Après la révolution de 1868 (La Gloriosa) et l'abdication de la reine Isabelle II en 1870, le père de la famille Albéniz, Ángel, perd son emploi de fonctionnaire et cherche de nouvelles entrées d’argent. Le talent d'Isaac va alors servir sa cause : Ángel Albéniz veut faire de son fils un nouveau petit Mozart, un jeune prodige exhibé partout en concert.

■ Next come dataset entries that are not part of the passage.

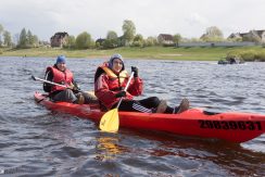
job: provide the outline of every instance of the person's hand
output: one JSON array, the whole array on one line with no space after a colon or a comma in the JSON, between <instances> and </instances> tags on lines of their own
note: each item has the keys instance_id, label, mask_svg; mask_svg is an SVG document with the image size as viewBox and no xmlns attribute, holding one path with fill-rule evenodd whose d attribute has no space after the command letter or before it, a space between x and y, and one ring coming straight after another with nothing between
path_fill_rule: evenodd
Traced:
<instances>
[{"instance_id":1,"label":"person's hand","mask_svg":"<svg viewBox=\"0 0 265 177\"><path fill-rule=\"evenodd\" d=\"M138 77L138 67L131 66L131 72L135 72L134 77Z\"/></svg>"},{"instance_id":2,"label":"person's hand","mask_svg":"<svg viewBox=\"0 0 265 177\"><path fill-rule=\"evenodd\" d=\"M119 91L115 94L115 98L126 97L126 91Z\"/></svg>"},{"instance_id":3,"label":"person's hand","mask_svg":"<svg viewBox=\"0 0 265 177\"><path fill-rule=\"evenodd\" d=\"M71 85L70 85L70 89L72 89L74 92L79 92L80 91L80 88L79 88L79 86L76 84L76 83L72 83Z\"/></svg>"}]
</instances>

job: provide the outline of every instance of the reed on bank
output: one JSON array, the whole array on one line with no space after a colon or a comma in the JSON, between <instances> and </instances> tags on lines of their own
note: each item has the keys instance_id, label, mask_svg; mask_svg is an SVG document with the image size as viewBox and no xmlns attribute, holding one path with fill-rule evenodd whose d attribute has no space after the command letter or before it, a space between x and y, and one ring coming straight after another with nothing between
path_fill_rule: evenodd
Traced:
<instances>
[{"instance_id":1,"label":"reed on bank","mask_svg":"<svg viewBox=\"0 0 265 177\"><path fill-rule=\"evenodd\" d=\"M245 61L256 56L265 61L265 48L256 47L123 47L111 50L71 50L59 48L31 48L31 49L0 49L0 56L41 56L54 58L64 54L67 58L104 59L113 53L121 53L126 59L156 59L179 61L218 61L227 55L239 55ZM249 58L251 60L249 60ZM264 58L264 59L263 59Z\"/></svg>"}]
</instances>

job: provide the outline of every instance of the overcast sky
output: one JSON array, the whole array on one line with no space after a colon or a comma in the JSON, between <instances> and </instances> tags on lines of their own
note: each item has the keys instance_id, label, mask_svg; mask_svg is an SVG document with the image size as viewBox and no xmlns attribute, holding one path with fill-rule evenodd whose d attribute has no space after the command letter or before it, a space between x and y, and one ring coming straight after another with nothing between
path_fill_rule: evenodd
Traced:
<instances>
[{"instance_id":1,"label":"overcast sky","mask_svg":"<svg viewBox=\"0 0 265 177\"><path fill-rule=\"evenodd\" d=\"M227 37L265 29L264 11L265 0L0 0L0 24L12 35L30 29L40 40L56 31L121 36L124 20L144 38L161 33L200 38L210 26Z\"/></svg>"}]
</instances>

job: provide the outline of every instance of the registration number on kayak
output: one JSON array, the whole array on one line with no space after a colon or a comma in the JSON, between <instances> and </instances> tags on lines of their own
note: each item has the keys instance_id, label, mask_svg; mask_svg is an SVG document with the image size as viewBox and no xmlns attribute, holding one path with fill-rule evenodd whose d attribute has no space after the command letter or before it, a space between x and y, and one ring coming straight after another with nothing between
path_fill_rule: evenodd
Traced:
<instances>
[{"instance_id":1,"label":"registration number on kayak","mask_svg":"<svg viewBox=\"0 0 265 177\"><path fill-rule=\"evenodd\" d=\"M199 119L200 128L211 129L241 129L241 130L262 130L261 122L243 122L243 121L204 121Z\"/></svg>"}]
</instances>

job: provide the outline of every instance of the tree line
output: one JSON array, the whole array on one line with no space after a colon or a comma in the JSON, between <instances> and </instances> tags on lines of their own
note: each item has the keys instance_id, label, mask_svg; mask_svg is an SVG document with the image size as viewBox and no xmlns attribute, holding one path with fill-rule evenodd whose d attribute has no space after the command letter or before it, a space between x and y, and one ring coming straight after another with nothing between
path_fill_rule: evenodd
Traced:
<instances>
[{"instance_id":1,"label":"tree line","mask_svg":"<svg viewBox=\"0 0 265 177\"><path fill-rule=\"evenodd\" d=\"M136 26L132 21L125 20L123 22L123 35L118 36L116 31L109 30L104 39L93 40L91 35L87 31L83 31L77 37L70 35L64 42L63 47L67 49L112 49L117 47L150 47L162 45L157 37L147 37L146 39L141 34L136 33ZM205 33L200 38L184 38L180 34L173 35L174 45L178 46L181 42L189 41L226 41L223 31L216 27L207 27ZM242 41L245 39L235 38L234 41ZM248 39L255 41L255 39ZM257 40L257 39L256 39ZM11 37L11 33L5 30L0 24L0 47L13 47L13 48L35 48L43 45L43 41L39 41L37 35L34 35L29 29L23 28L20 34Z\"/></svg>"}]
</instances>

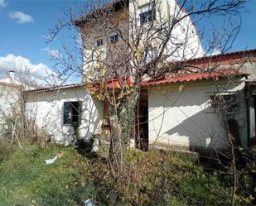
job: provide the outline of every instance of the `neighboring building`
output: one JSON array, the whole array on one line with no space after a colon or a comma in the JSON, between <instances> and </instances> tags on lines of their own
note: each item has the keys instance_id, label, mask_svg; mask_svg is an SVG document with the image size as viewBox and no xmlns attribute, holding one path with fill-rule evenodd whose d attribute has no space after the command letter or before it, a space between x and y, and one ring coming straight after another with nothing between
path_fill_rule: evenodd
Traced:
<instances>
[{"instance_id":1,"label":"neighboring building","mask_svg":"<svg viewBox=\"0 0 256 206\"><path fill-rule=\"evenodd\" d=\"M132 1L114 1L113 4L113 17L127 38L131 32L129 18L134 13L138 15L138 24L144 24L157 19L159 11L163 19L171 18L178 7L174 0L161 1L156 6L142 0L139 2L136 7ZM138 12L134 12L134 7ZM148 12L152 14L151 19L145 16ZM94 58L99 56L111 64L112 60L107 58L109 49L113 43L122 44L117 34L109 33L108 39L102 38L106 36L99 25L88 21L95 17L94 15L89 14L76 22L83 36L84 74L91 78L97 74L87 74L88 69L99 66ZM189 18L176 27L176 36L181 39L189 37L184 45L187 50L181 50L188 59L195 57L188 62L182 59L179 63L203 70L189 68L186 73L166 74L162 79L142 83L135 146L145 151L150 146L228 149L218 110L220 95L231 105L227 109L232 135L238 144L248 146L251 139L255 138L256 50L196 59L203 50ZM171 46L170 43L167 48L171 50ZM127 48L118 52L127 52ZM180 60L179 50L176 56L170 60ZM215 82L218 83L220 93ZM83 84L31 90L24 94L27 111L36 115L38 127L46 129L56 141L70 143L75 136L86 139L91 134L109 133L109 128L106 128L108 107L91 97Z\"/></svg>"},{"instance_id":2,"label":"neighboring building","mask_svg":"<svg viewBox=\"0 0 256 206\"><path fill-rule=\"evenodd\" d=\"M83 40L84 77L94 79L97 68L100 69L103 67L101 62L109 68L122 65L130 50L125 41L136 41L139 36L140 46L138 47L144 47L149 43L145 36L147 32L154 33L154 27L158 30L160 26L167 26L165 25L171 22L173 18L180 18L186 14L176 0L116 0L80 18L75 25L80 28ZM145 29L152 21L154 26ZM102 26L102 22L109 25ZM108 29L108 26L113 28ZM189 17L176 24L171 35L164 54L171 54L167 60L184 60L204 55L196 26ZM161 36L158 31L151 38L152 42L147 50L148 61L157 55L160 46L163 44L162 39L167 39L167 36ZM122 75L122 69L118 71Z\"/></svg>"}]
</instances>

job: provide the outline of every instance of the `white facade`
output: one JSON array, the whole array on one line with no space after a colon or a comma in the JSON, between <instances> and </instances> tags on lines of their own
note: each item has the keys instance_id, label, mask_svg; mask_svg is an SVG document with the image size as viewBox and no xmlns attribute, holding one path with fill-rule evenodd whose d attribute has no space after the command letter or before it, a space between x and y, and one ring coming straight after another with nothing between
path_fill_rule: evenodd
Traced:
<instances>
[{"instance_id":1,"label":"white facade","mask_svg":"<svg viewBox=\"0 0 256 206\"><path fill-rule=\"evenodd\" d=\"M154 6L153 6L154 5ZM145 33L147 31L147 26L151 26L146 23L141 25L140 15L143 12L147 12L155 7L156 10L156 20L153 22L153 28L149 29L151 33L154 33L162 26L171 27L171 31L169 34L170 41L167 45L165 53L163 55L167 55L168 61L173 60L184 60L191 58L198 58L203 56L205 51L200 44L200 37L198 36L196 29L190 17L184 17L181 21L173 23L172 20L179 21L186 16L186 11L183 11L176 0L138 0L129 2L129 14L130 14L130 29L134 31L133 36L135 36L136 33L142 32L143 31L141 26L145 27ZM134 22L136 21L136 23ZM130 36L132 35L130 34ZM148 35L147 35L148 36ZM162 45L162 39L165 41L167 36L161 36L161 32L157 31L156 35L152 38L150 42L152 47L156 48L159 51L161 46ZM144 42L145 41L145 42ZM148 40L143 36L141 41L141 45L148 44Z\"/></svg>"},{"instance_id":2,"label":"white facade","mask_svg":"<svg viewBox=\"0 0 256 206\"><path fill-rule=\"evenodd\" d=\"M81 122L78 137L86 139L101 132L102 105L83 86L29 91L26 93L27 113L35 117L39 129L46 131L54 141L70 144L77 136L71 124L64 122L64 103L81 101Z\"/></svg>"},{"instance_id":3,"label":"white facade","mask_svg":"<svg viewBox=\"0 0 256 206\"><path fill-rule=\"evenodd\" d=\"M184 90L180 91L180 86ZM239 125L242 146L247 146L244 79L231 84L227 91L238 92ZM210 105L210 94L216 91L210 81L189 84L171 84L147 88L149 145L185 149L228 148L220 114Z\"/></svg>"}]
</instances>

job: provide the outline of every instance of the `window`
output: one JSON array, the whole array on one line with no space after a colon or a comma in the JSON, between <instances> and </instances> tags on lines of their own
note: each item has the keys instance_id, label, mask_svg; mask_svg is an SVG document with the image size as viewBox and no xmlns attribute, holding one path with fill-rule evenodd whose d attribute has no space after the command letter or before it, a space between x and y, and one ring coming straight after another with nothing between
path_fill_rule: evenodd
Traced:
<instances>
[{"instance_id":1,"label":"window","mask_svg":"<svg viewBox=\"0 0 256 206\"><path fill-rule=\"evenodd\" d=\"M80 125L81 102L65 102L63 108L63 124Z\"/></svg>"},{"instance_id":2,"label":"window","mask_svg":"<svg viewBox=\"0 0 256 206\"><path fill-rule=\"evenodd\" d=\"M97 47L103 46L103 39L99 39L96 41L96 46Z\"/></svg>"},{"instance_id":3,"label":"window","mask_svg":"<svg viewBox=\"0 0 256 206\"><path fill-rule=\"evenodd\" d=\"M141 25L156 20L156 7L154 2L140 7L139 10L139 20Z\"/></svg>"},{"instance_id":4,"label":"window","mask_svg":"<svg viewBox=\"0 0 256 206\"><path fill-rule=\"evenodd\" d=\"M210 96L210 105L215 108L215 113L224 108L229 114L237 113L239 112L238 93L229 93L225 94L215 93Z\"/></svg>"},{"instance_id":5,"label":"window","mask_svg":"<svg viewBox=\"0 0 256 206\"><path fill-rule=\"evenodd\" d=\"M118 42L118 40L119 40L119 36L118 35L114 35L114 36L110 36L110 42L111 43Z\"/></svg>"}]
</instances>

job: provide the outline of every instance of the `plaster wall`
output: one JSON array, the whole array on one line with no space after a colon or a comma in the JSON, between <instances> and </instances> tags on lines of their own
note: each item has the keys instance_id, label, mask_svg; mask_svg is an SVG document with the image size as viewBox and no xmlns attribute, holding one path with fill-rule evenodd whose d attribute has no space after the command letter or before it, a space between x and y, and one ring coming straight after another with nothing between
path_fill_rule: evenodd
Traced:
<instances>
[{"instance_id":1,"label":"plaster wall","mask_svg":"<svg viewBox=\"0 0 256 206\"><path fill-rule=\"evenodd\" d=\"M215 87L204 81L188 85L164 85L148 88L149 144L187 149L226 150L225 133L220 114L214 112L210 95ZM237 81L228 91L238 91L239 113L234 117L239 125L242 146L247 146L244 83Z\"/></svg>"}]
</instances>

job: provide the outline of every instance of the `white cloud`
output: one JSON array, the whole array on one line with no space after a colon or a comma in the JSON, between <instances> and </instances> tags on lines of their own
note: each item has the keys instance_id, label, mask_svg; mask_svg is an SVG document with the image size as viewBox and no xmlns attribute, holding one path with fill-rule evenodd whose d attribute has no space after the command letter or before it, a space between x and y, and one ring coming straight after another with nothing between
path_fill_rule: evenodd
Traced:
<instances>
[{"instance_id":1,"label":"white cloud","mask_svg":"<svg viewBox=\"0 0 256 206\"><path fill-rule=\"evenodd\" d=\"M0 0L0 7L5 7L7 3L4 0Z\"/></svg>"},{"instance_id":2,"label":"white cloud","mask_svg":"<svg viewBox=\"0 0 256 206\"><path fill-rule=\"evenodd\" d=\"M0 0L1 1L1 0ZM10 12L10 17L17 20L19 24L33 22L34 19L31 16L23 13L22 12Z\"/></svg>"},{"instance_id":3,"label":"white cloud","mask_svg":"<svg viewBox=\"0 0 256 206\"><path fill-rule=\"evenodd\" d=\"M63 56L58 50L51 50L49 47L45 47L41 50L41 51L47 52L48 55L53 59L61 59Z\"/></svg>"},{"instance_id":4,"label":"white cloud","mask_svg":"<svg viewBox=\"0 0 256 206\"><path fill-rule=\"evenodd\" d=\"M31 79L35 80L37 84L45 85L46 79L50 79L51 74L55 73L42 63L32 64L28 59L21 55L9 54L7 56L0 56L0 74L4 75L10 69L15 70L21 75L30 73Z\"/></svg>"}]
</instances>

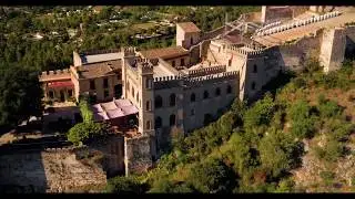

L’année de son dixième anniversaire, Isaac parcourt déjà l’Espagne pour faire voir ses talents au piano, mais le petit garçon n’est pas toujours docile et obéissant. Quand l’envie lui prend de voyager, de fuir l’autorité paternelle, il n’hésite pas et monte à bord d’un train ou d’un bateau. On le retrouve ainsi à Valladolid ou Valencia, et quelques années plus tard en Amérique Latine.
Le sens du romanesque
C’est là toute la personnalité d’Isaac Albéniz. Il est exubérant. Charmeur. Et lorsqu’il raconte ses souvenirs, le musicien aime nourrir ses récits d’un certain sens du spectaculaire... Albéniz se plaît ainsi à raconter qu’enfant, il donnait ses concerts les yeux bandés, ou bien dos au piano. Et s’il prend le bateau pour l’Amérique en 1875, c’est soi-disant par hasard, parce qu’il fuyait les autorités du port de Cadix.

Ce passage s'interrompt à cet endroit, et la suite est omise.